Step 3 : Add the default route via 192.168.50.1.
Command
ip route add default via 192.168.50.1

The default route determines where traffic goes when no more specific route matches. Without it, external pings may fail even when local addressing is correct.

# Verify routing table:
                        ip route
                        # Expected to include:
                        # default via 192.168.50.1 dev enp1s0
                    
Step 4 : Verify connectivity with one ICMP echo.
Command
ping -c 1 8.8.8.8

This confirms basic reachability beyond the local subnet.
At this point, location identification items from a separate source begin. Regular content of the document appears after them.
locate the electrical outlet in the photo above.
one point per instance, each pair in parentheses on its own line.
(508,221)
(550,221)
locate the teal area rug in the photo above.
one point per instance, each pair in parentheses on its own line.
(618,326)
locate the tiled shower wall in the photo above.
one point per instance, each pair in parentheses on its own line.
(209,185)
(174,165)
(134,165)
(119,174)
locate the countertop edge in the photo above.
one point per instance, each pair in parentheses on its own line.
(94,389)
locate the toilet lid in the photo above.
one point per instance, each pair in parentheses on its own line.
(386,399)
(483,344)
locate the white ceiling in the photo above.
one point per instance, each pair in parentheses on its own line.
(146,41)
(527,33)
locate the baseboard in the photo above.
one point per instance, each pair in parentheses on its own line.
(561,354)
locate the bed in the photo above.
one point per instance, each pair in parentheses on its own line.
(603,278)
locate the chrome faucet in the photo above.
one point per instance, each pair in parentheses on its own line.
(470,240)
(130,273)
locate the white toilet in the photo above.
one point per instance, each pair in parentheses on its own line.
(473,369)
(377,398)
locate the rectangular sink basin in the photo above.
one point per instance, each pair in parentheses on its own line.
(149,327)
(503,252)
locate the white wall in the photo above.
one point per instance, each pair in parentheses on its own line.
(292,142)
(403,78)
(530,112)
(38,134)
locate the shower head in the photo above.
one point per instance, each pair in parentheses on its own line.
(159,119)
If this fails, the next checks are typically gateway reach, DNS (if pinging a name), firewall policy, and upstream routing.


                        # Expected pattern:
                        # 1 packets transmitted, 1 received, 0% packet loss

Reference

  • ip addr add <ip>/<prefix> dev <iface> : Adds an IPv4/IPv6 address to an interface.
  • ip link set <iface> up : Brings an interface up (enables link layer operation).
  • ip route add default via <gateway> : Adds a default route for outbound traffic.
  • ip -br addr show dev <iface> : Compact view of addresses assigned to a specific interface.
    • -br : Brief output format.
  • ip route : Displays the active routing table.
  • ping -c 1 <ip> : Sends a controlled number of ICMP echo requests.
    • -c 1 : Send exactly one packet (fast validation).